Perturbation of folding and reassociation of lactate dehydrogenase by proline and trimethylamine oxide

Abstract

Investigations of protein-solute interactions typically show that osmolytes favor native conformations. In this study, the effects of representative compatible and counteracting osmolytes on the reactivation of lactate dehydrogenase from two different conformational states were explored. Contrary to expectations, proline and trimethylamine oxide inhibited both the initial time course and the extent of reactivation of lactate dehydrogenase from bovine heart following denaturation in guanidine hydrochloride, as well as following inactivation at pH 2.3. Reactivation of acid-dissociated porcine heart lactate dehydrogenase was inhibited by both proline and trimethylamine oxide (2 M).
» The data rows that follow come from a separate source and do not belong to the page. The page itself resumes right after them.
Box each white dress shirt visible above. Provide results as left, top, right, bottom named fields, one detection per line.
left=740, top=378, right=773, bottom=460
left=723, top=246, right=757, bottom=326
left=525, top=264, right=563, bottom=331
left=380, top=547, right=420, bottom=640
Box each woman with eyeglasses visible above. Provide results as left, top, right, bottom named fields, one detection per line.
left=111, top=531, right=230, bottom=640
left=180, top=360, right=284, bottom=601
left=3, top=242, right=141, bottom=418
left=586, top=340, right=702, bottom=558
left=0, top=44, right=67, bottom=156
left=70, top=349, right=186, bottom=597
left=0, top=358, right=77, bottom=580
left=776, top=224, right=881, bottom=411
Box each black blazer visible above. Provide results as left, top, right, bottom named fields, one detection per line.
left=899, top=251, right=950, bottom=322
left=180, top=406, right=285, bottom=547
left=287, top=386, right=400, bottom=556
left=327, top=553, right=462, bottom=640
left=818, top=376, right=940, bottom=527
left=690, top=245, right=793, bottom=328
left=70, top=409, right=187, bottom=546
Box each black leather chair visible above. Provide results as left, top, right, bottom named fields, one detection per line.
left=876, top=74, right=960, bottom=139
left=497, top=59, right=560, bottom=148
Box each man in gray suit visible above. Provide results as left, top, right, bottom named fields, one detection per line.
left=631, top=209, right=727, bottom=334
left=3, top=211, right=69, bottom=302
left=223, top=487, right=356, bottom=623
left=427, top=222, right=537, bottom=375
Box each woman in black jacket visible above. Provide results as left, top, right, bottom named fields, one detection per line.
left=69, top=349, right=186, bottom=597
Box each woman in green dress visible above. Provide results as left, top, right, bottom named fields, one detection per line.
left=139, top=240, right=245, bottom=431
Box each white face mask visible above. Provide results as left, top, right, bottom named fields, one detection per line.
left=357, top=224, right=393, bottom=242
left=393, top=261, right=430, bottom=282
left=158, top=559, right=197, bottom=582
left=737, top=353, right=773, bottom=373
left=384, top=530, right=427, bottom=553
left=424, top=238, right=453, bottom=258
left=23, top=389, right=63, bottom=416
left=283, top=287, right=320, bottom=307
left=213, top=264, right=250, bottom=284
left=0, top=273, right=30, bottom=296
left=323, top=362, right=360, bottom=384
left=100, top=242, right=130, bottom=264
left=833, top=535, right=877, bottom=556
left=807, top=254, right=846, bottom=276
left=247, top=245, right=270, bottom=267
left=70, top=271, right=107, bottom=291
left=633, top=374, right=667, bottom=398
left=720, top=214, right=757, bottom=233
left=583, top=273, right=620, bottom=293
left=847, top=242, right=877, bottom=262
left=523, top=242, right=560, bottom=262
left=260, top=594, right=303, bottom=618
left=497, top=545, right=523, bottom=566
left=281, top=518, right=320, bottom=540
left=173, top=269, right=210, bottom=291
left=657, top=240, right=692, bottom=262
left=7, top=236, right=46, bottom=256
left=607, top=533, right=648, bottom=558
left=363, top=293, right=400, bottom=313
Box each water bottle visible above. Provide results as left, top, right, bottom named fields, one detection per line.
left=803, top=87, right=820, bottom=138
In all instances, trimethylamine oxide was the more effective inhibitor of reactivation. Analysis of the catalytic properties of the reactivating enzyme provided evidence that the molecular species that was enzymatically active during the initial stages of reactivation of acid-inactivated porcine heart lactate dehydrogenase reflects a non-native conformation. Proline and trimethylamine oxide stabilize polypeptides through exclusion from the polypeptide backbone; the inhibition of renaturation/ reassociation described here is probably due to attenuation of this stabilizing influence through favorable interactions of the osmolytes with sidechains of residues that lie at the interfaces of the monomers and dimers that associate to form the active tetramer. In addition, these osmolytes may stabilize non-native intermediates in the folding pathway. The high viscosity of solutions containing more than 3 M proline was a major factor in the inhibition of reassociation of acid-dissociated porcine heart lactate dehydrogenase as well as other viscosity-dependent transformations that may occur during reactivation following unfolding in guanidine hydrochloride.